In the case of markings of the second class, i. e. oblique stripes, a transference to later phyletic stages can be demonstrated, although the stripes thereby lose their original biological value. Thus, the Chærocampa larvæ, when they were green throughout their whole life and adapted to the leaves, appear to have all possessed light oblique stripes in imitation of the leaf-ribs. All the species of the older type of colouring and marking, such as Chærocampa Syriaca (Fig. 29) and Darapsa Chœrilus (Fig. 34), and also the light green young forms of C. Elpenor (Fig. 20), and Porcellus (Figs. 25 and 26), show these oblique stripes. In these last species the foliage imitation is abandoned at a later stage, and a dark brown, or blackish-brown, ground-colour acquired. Nevertheless the oblique stripes do not disappear, but show themselves – in the fourth stage especially, and sometimes in the fifth – as distinct dirty yellow stripes, although not so sharply defined as in the earlier stages. These persistent stripes, in accordance with their small biological value, are very variable, since they are only useful in so far as they help to break up the large surface presented by the caterpillar, and are of no value as imitations of surrounding objects.

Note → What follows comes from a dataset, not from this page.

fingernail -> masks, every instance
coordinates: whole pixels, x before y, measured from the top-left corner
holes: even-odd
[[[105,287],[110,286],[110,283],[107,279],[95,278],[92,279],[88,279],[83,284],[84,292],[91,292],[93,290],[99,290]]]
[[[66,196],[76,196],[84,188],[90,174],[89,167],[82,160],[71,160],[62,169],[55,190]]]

The oblique stripes of Sphinx Convolvuli offer a precisely similar case; and it may be safely predicted that the young forms of this species would possess sharply defined light oblique stripes, since more or less distinct remnants of these markings occur in all the adult larvæ, and especially in the green form. The entire pattern of this caterpillar depends essentially on the commingling of characters persisting from an earlier period, i. e. of residues of the subdorsal and oblique stripes, both these markings being extraordinarily variable. The black reticulation was added to the ground-colour as a new means of adaptation, this character appearing only in the phyletically younger brown form, and being entirely absent, or only faintly indicated, in the older green variety.